Chilling ad depicts bulletproof vests for children of color in Florida (VIDEO)
The “Vest or Vote” campaign, pushed by social justice organization The Dream Defenders, includes a billboard in Tallahassee, the state capital, and online ads that will appear on Facebook and Twitter. Dream Defenders said the campaign wants to put the state's loose gun laws - and their impact on communities of color - front and center.
— The Dream Defenders (@Dreamdefenders) October 14, 2014
“In November, Florida’s voters will be faced with the question first posed by Malcolm X, ‘the ballot or the bullet,’” Ciara Taylor, political director for Dream Defenders, said in a statementreportedby Ad Week. “That dichotomy is what this election is ultimately about.”
The billboard mimics a clothing ad such as those one might associate with H&M or Gap, according to The BRPR Group, a Miami advertising agency that worked on the campaign.
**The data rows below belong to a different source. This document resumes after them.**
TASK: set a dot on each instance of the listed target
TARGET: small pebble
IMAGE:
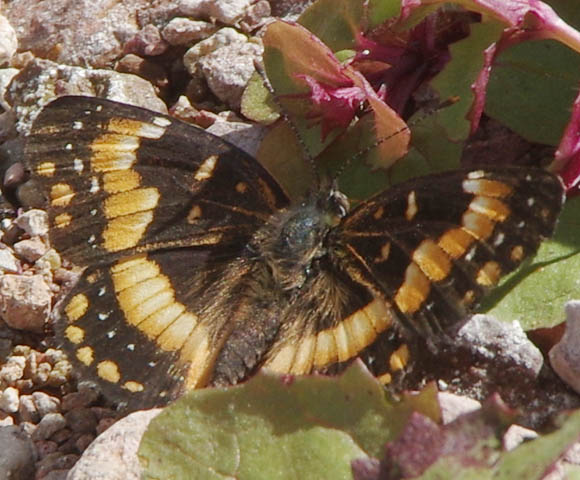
(82, 420)
(45, 403)
(8, 262)
(10, 400)
(34, 222)
(28, 411)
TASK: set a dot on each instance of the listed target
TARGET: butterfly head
(294, 239)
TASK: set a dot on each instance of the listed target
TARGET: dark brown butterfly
(199, 270)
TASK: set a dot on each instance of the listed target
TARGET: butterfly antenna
(306, 154)
(427, 113)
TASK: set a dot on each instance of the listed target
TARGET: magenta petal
(568, 152)
(333, 107)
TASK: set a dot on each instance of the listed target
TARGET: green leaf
(278, 427)
(335, 22)
(257, 103)
(535, 294)
(456, 79)
(379, 11)
(288, 165)
(532, 460)
(532, 87)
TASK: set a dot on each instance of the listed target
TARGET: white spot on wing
(206, 169)
(78, 165)
(162, 121)
(475, 174)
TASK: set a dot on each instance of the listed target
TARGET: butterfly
(199, 270)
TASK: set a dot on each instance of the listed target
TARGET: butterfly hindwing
(435, 245)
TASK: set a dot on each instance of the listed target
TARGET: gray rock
(184, 31)
(48, 426)
(565, 355)
(45, 403)
(27, 409)
(8, 262)
(452, 406)
(228, 69)
(42, 80)
(79, 32)
(17, 454)
(9, 400)
(223, 37)
(123, 438)
(490, 338)
(34, 222)
(8, 41)
(247, 137)
(30, 249)
(25, 301)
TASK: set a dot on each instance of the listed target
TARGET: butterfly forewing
(120, 179)
(158, 211)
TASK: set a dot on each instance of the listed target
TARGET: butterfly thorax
(294, 238)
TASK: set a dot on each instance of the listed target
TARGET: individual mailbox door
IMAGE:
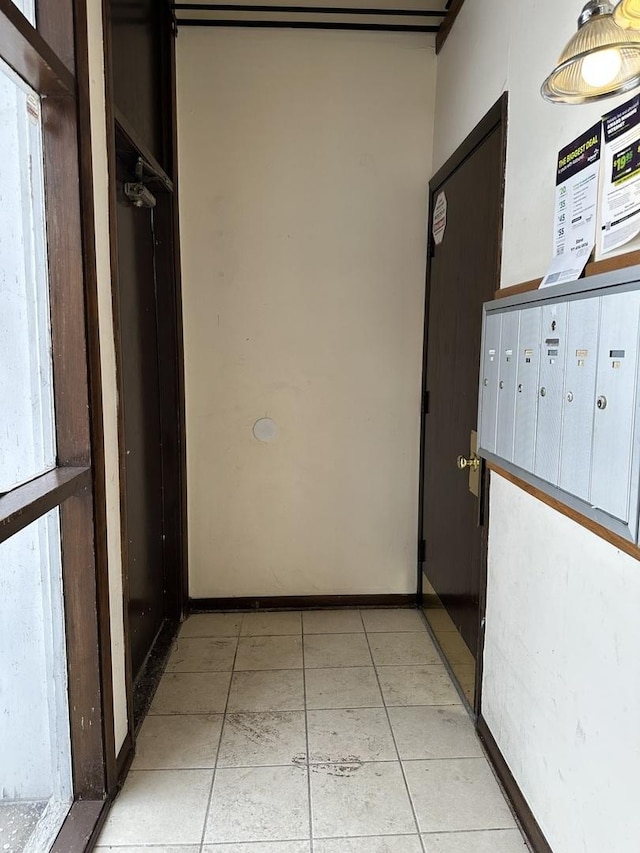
(578, 396)
(612, 477)
(507, 372)
(528, 366)
(551, 381)
(490, 368)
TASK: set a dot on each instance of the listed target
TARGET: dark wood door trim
(115, 305)
(529, 824)
(496, 118)
(123, 137)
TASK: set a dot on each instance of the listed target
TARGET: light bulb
(627, 14)
(601, 68)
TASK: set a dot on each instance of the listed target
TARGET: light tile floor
(314, 732)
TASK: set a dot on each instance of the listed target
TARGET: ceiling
(385, 15)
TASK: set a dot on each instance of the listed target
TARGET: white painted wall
(108, 363)
(562, 670)
(304, 163)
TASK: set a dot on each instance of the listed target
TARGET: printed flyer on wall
(576, 207)
(620, 206)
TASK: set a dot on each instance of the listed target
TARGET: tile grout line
(404, 778)
(306, 734)
(215, 766)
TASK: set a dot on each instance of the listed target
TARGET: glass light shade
(627, 14)
(599, 61)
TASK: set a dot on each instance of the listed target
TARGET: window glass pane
(27, 445)
(35, 769)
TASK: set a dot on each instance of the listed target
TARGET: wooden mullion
(64, 238)
(22, 506)
(55, 21)
(92, 326)
(24, 49)
(84, 668)
(77, 393)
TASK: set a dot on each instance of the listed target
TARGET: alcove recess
(596, 268)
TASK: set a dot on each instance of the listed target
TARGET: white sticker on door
(439, 218)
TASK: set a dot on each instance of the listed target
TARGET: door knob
(473, 463)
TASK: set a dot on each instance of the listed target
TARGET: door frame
(496, 118)
(120, 133)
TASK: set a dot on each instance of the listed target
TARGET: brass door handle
(473, 463)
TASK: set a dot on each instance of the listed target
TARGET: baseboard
(535, 836)
(300, 602)
(82, 826)
(151, 672)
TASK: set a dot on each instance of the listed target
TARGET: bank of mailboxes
(559, 394)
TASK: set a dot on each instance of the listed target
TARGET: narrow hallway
(315, 732)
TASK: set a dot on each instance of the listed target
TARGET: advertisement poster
(576, 207)
(620, 207)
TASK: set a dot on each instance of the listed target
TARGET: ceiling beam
(453, 10)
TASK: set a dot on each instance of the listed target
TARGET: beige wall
(561, 673)
(304, 163)
(108, 363)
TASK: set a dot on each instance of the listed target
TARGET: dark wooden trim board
(82, 826)
(496, 116)
(608, 535)
(301, 602)
(529, 824)
(23, 505)
(620, 262)
(447, 25)
(25, 50)
(609, 265)
(76, 20)
(115, 307)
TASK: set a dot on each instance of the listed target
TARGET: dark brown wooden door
(142, 427)
(463, 274)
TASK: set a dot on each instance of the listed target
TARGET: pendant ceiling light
(600, 60)
(627, 14)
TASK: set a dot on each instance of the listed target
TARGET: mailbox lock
(473, 463)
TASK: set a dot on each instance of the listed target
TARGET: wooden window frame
(52, 58)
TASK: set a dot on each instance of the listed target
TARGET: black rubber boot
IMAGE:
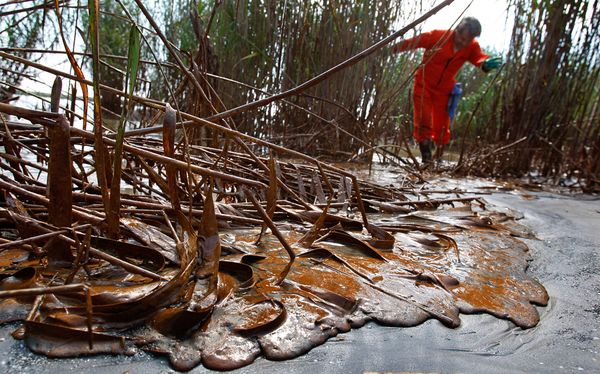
(425, 148)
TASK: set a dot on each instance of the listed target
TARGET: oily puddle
(406, 269)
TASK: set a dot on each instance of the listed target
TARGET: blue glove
(491, 63)
(453, 100)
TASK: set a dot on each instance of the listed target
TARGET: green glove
(491, 63)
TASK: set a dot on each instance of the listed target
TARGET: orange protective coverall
(434, 81)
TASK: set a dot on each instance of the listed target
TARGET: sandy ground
(566, 260)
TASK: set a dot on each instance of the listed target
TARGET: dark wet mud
(431, 264)
(565, 340)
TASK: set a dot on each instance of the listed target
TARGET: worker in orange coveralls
(446, 51)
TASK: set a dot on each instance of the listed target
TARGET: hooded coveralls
(435, 79)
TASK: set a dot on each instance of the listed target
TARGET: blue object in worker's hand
(491, 64)
(454, 99)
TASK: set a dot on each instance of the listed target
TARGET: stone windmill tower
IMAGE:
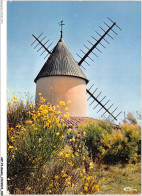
(61, 78)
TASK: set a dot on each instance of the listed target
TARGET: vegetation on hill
(45, 156)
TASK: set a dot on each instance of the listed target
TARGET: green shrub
(122, 145)
(92, 133)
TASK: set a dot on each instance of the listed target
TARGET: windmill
(61, 63)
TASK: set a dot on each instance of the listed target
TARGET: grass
(117, 177)
(46, 156)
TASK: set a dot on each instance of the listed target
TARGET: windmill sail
(100, 102)
(94, 46)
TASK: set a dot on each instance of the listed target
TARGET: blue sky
(116, 72)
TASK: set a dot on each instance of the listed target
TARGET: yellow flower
(91, 165)
(56, 177)
(68, 102)
(64, 175)
(70, 164)
(84, 171)
(86, 188)
(57, 133)
(47, 124)
(43, 176)
(29, 122)
(84, 133)
(69, 130)
(60, 154)
(73, 139)
(10, 147)
(40, 140)
(65, 116)
(67, 113)
(62, 103)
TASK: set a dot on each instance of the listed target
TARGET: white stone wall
(64, 88)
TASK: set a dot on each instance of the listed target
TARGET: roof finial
(61, 24)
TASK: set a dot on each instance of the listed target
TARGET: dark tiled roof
(61, 63)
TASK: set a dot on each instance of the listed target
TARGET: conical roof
(61, 63)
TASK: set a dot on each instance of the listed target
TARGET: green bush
(122, 145)
(92, 133)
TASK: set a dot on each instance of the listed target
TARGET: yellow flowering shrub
(44, 155)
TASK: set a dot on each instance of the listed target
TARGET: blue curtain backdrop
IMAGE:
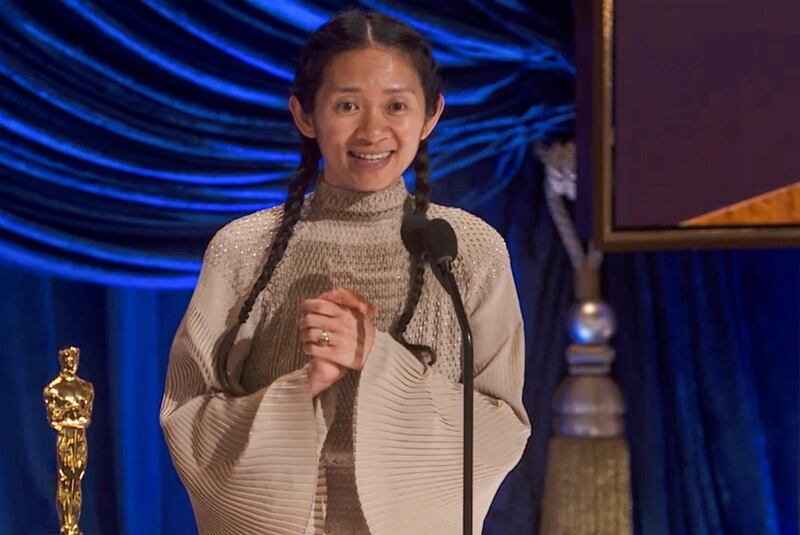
(129, 132)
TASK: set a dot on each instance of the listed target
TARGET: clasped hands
(345, 317)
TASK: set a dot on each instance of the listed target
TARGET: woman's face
(369, 117)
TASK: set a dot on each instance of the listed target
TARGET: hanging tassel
(587, 485)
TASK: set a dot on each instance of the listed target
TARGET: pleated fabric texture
(384, 445)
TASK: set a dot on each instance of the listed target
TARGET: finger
(318, 321)
(312, 349)
(320, 306)
(350, 299)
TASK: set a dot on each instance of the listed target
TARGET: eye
(398, 107)
(346, 106)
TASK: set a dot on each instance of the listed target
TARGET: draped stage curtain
(130, 132)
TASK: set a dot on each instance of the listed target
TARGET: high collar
(342, 203)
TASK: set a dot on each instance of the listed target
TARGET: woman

In the ad, an African American child is shown with arms outstretched, showing off a black bulletproof vest, called in the ad “The Dream Vest.”
The online ad can be seen at The Dream Defenders website. A mother pleads with her son to wear a bulletproof vest, because she needs to know he will be safe when she’s at work. He agrees, and the mother puts the vest on him as if she was helping him into a winter coat.
The ad ends with a statistic in text: "Every 28 hours an African-American is killed by a police officer, security guard or vigilante.”
The message is accompanied by audio from news clips announcing the deaths of young black men in America, including Michael Brown in Ferguson, Missouri; Oscar Grant in San Francisco; and Florida teenager Trayvon Martin, gunned down in 2012 by neighborhood watch volunteer George Zimmerman, who was acquitted of second-degree murder and of manslaughter charges last summer based in part on the state’s stand-your-ground law.
The controversial law, which Florida pioneered before similar legislation spread across the US, allows someone, in a place they are legally allowed to be, to use deadly force if they reasonably believe they face an imminent and immediate threat of serious bodily harm or death.
The intentionally eye-catching video is designed to spark conversation, according to The BRPR Group, and to encourage young voters to “contest fear and insecurity in communities of color.”
Others have said while the ad is catchy in its controversy, it might send an offensive message to African Americans, and that voter participation can be encouraged in other ways.
Speaking about the ad, activist Solomon Comissiong told RT's 'In the Now' that those fighting for social justice are seeking new and varied ways to raise awareness of police brutality, especially in minority communities, whether it means challenging local political structures or appealing to international organizations like the United Nations.
"These things are happening over and over again," Comissiong said. "Parents are trying to figure out how to protect their children from an outfit, an organizaiton (the police) that ... is allegedly supposed to be there to protect the interests of the community, but that's not the case when you look at those communities that are black and brown."